Genome-wide probing RNA structure with the modified DMS-MaPseq in Arabidopsis.
Wang, Z, Wang, M, Wang, T, Zhang, Y, Zhang, X
Methods (San Diego, Calif.). 2019;:30-40
Abstract
Transcripts have intrinsic propensity to form stable secondary structure that is fundamental to regulate RNA transcription, splicing, translation, RNA localization and turnover. Numerous methods that integrate chemical reactions with next-generation sequencing (NGS) have been applied to study in vivo RNA structure, providing new insights into RNA biology.

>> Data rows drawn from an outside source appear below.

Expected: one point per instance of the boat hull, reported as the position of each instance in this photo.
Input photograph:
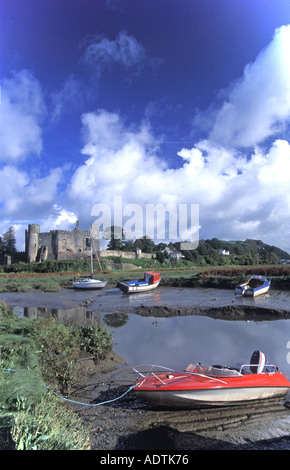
(88, 284)
(248, 290)
(210, 397)
(135, 288)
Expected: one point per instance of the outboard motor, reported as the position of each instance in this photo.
(257, 362)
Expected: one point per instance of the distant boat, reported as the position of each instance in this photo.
(84, 282)
(204, 386)
(88, 283)
(256, 285)
(150, 281)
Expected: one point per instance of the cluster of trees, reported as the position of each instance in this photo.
(248, 252)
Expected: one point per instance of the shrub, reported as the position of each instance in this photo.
(49, 426)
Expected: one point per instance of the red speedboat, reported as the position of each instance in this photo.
(200, 386)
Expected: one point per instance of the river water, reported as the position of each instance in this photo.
(175, 341)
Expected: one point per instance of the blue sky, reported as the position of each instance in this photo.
(154, 101)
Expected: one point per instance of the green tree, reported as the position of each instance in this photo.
(116, 236)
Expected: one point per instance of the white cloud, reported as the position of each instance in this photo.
(259, 103)
(102, 53)
(241, 195)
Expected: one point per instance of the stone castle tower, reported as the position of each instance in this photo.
(58, 244)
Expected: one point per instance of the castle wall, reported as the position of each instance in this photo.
(58, 244)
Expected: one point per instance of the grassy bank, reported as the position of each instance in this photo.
(219, 277)
(37, 356)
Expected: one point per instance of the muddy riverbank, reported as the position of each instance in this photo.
(128, 423)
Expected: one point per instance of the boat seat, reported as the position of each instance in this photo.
(257, 362)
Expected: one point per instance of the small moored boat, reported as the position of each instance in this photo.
(256, 285)
(203, 386)
(150, 281)
(88, 283)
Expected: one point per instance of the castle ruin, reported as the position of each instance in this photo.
(58, 244)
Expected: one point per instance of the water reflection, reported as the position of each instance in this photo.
(175, 342)
(79, 315)
(171, 342)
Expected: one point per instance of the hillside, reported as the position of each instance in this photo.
(248, 252)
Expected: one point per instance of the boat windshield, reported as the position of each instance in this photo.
(213, 371)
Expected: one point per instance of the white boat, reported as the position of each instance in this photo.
(150, 281)
(88, 283)
(256, 285)
(85, 282)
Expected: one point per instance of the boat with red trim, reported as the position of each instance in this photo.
(204, 386)
(256, 285)
(150, 281)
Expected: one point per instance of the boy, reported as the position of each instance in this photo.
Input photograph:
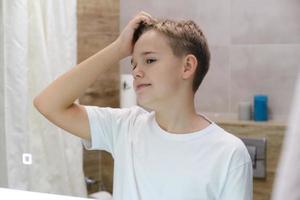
(170, 152)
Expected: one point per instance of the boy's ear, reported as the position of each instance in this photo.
(189, 66)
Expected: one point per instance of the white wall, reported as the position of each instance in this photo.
(3, 170)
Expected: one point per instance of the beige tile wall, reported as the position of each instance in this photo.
(98, 25)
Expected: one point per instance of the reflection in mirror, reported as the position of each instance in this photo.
(42, 40)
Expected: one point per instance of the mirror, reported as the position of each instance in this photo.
(41, 40)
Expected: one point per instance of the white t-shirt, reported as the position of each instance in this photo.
(152, 164)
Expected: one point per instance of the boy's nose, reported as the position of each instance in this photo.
(137, 73)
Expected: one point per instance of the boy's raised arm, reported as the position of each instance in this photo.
(56, 101)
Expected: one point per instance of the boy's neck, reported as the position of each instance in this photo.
(180, 118)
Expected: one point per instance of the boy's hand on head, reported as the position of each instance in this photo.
(124, 41)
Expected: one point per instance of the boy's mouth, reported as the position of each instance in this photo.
(141, 86)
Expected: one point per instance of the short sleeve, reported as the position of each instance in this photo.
(239, 184)
(239, 179)
(108, 126)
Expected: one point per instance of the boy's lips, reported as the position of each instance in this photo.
(142, 85)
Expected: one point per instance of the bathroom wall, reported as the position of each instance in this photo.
(274, 134)
(255, 47)
(3, 170)
(98, 26)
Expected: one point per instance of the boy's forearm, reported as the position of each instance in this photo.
(63, 91)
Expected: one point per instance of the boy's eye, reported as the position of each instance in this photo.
(148, 61)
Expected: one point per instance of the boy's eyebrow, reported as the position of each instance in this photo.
(143, 53)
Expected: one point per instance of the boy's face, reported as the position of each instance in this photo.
(156, 70)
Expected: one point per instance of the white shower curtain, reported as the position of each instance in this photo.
(39, 44)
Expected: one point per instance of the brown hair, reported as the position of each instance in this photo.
(184, 37)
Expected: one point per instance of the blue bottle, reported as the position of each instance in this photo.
(260, 108)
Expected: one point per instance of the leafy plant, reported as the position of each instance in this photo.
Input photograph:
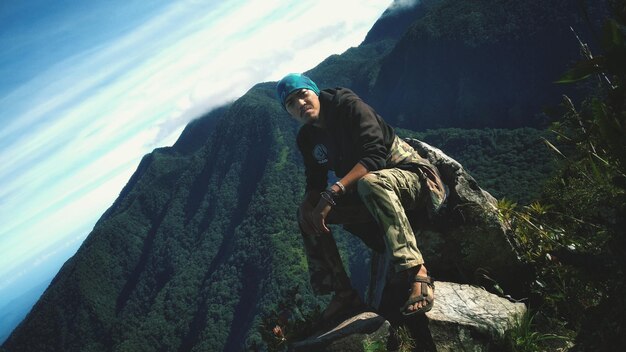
(524, 337)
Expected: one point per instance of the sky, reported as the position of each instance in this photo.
(89, 87)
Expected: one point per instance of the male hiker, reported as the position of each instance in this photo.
(379, 176)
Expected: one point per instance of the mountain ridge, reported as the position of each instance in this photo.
(203, 239)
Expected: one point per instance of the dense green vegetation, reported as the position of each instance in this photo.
(574, 234)
(202, 242)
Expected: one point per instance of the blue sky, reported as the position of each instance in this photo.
(89, 87)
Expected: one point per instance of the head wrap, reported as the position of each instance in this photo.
(293, 82)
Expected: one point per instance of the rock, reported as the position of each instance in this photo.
(350, 335)
(464, 318)
(468, 318)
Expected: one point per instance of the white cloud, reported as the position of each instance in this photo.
(78, 130)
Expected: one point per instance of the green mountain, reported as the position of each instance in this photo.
(202, 240)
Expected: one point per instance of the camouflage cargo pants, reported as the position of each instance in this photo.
(376, 214)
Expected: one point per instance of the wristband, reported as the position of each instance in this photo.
(329, 196)
(341, 186)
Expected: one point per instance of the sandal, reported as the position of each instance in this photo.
(425, 281)
(346, 305)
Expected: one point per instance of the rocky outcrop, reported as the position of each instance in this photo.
(468, 318)
(464, 318)
(466, 241)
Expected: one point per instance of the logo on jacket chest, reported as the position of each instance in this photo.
(320, 153)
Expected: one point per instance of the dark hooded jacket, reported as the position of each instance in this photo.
(354, 133)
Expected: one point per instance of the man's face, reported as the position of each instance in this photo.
(304, 106)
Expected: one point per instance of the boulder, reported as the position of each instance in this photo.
(464, 318)
(466, 241)
(468, 318)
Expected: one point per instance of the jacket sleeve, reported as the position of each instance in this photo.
(316, 174)
(364, 122)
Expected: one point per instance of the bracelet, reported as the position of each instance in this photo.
(329, 196)
(341, 186)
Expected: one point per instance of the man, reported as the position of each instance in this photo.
(379, 177)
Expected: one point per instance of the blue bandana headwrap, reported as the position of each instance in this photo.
(292, 82)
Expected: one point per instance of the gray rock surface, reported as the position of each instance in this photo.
(468, 318)
(464, 318)
(466, 242)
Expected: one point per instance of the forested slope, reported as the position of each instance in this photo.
(203, 239)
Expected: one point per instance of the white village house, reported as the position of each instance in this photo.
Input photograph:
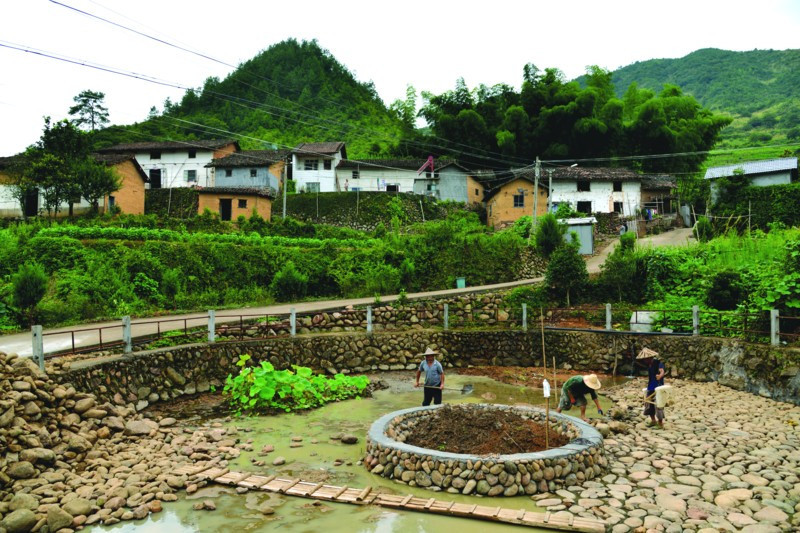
(595, 190)
(177, 163)
(314, 166)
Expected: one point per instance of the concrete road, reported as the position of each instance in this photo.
(90, 334)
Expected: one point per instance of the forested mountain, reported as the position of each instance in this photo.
(290, 93)
(759, 89)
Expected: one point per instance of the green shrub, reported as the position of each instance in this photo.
(702, 230)
(725, 291)
(29, 285)
(289, 283)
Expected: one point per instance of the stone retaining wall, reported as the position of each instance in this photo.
(498, 475)
(167, 373)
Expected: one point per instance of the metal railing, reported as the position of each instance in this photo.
(124, 337)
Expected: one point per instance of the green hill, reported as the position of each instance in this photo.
(760, 89)
(290, 93)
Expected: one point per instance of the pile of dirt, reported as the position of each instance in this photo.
(462, 429)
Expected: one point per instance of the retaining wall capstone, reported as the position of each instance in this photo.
(498, 475)
(146, 377)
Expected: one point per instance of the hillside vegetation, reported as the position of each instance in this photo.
(290, 93)
(759, 89)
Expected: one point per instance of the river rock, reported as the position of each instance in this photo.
(57, 518)
(19, 521)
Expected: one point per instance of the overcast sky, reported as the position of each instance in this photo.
(428, 44)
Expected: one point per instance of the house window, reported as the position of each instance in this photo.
(155, 178)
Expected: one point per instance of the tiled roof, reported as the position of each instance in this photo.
(249, 158)
(327, 148)
(588, 173)
(116, 159)
(170, 145)
(263, 192)
(517, 176)
(663, 181)
(753, 167)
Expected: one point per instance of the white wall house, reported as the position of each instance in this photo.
(177, 163)
(390, 175)
(314, 166)
(596, 190)
(759, 173)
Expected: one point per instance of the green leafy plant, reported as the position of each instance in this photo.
(262, 387)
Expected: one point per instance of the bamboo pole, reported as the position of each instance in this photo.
(544, 371)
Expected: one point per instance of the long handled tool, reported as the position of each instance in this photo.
(466, 389)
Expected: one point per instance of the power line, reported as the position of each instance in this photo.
(210, 58)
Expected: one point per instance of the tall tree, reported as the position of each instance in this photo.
(90, 110)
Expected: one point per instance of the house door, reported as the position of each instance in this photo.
(155, 178)
(225, 208)
(31, 202)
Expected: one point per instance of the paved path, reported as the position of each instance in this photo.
(89, 334)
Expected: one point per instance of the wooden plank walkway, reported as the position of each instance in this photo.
(366, 496)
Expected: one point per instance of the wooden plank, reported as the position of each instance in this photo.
(345, 494)
(339, 492)
(364, 493)
(291, 484)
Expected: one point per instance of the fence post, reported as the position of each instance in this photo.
(774, 327)
(126, 334)
(38, 346)
(524, 317)
(212, 332)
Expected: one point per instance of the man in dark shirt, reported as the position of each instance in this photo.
(655, 378)
(574, 392)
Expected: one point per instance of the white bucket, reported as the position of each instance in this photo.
(662, 395)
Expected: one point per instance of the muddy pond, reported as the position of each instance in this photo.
(315, 459)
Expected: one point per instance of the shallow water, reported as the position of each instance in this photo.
(314, 460)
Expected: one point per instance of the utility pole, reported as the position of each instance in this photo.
(537, 169)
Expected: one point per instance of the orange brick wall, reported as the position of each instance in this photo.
(130, 197)
(210, 201)
(500, 208)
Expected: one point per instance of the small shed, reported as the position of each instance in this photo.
(584, 227)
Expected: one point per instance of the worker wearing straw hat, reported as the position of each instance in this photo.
(434, 377)
(655, 374)
(574, 391)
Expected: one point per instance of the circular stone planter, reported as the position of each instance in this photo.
(489, 475)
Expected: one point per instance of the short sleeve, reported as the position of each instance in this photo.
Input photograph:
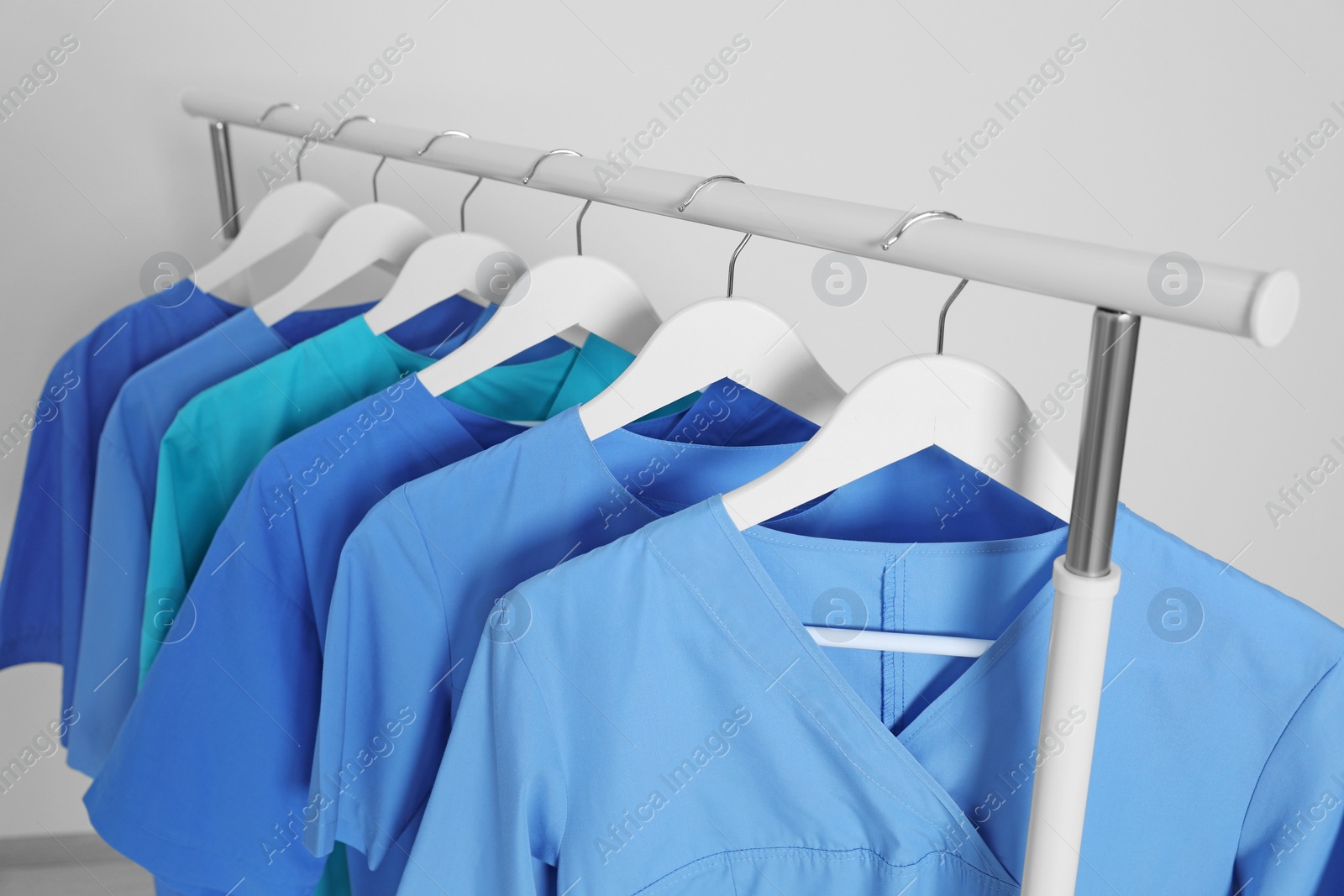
(114, 598)
(496, 817)
(386, 667)
(38, 569)
(186, 495)
(1294, 835)
(208, 778)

Dimethyl sulfate (DMS) probing coupled with mutational profiling through NGS (DMS-MaPseq) is a newly developed method for revealing genome-wide or target-specific RNA structure. Herein, we present our experimental protocol of a modified DMS-MaPseq method for plant materials. The DMS treatment condition was optimized, and library preparation procedures were simplified. We also provided custom scripts for bioinformatic analysis of genome-wide DMS-MaPseq data. Bioinformatic results showed that our method could generate high-quality and reproducible data. Further, we assessed sequencing depth and coverage for genome-wide RNA structure profiling in Arabidopsis, and provided two examples of in vivo structure of mobile RNAs. We hope that our modified DMS-MaPseq method will serve as a powerful tool for analyzing in vivo RNA structurome in plants.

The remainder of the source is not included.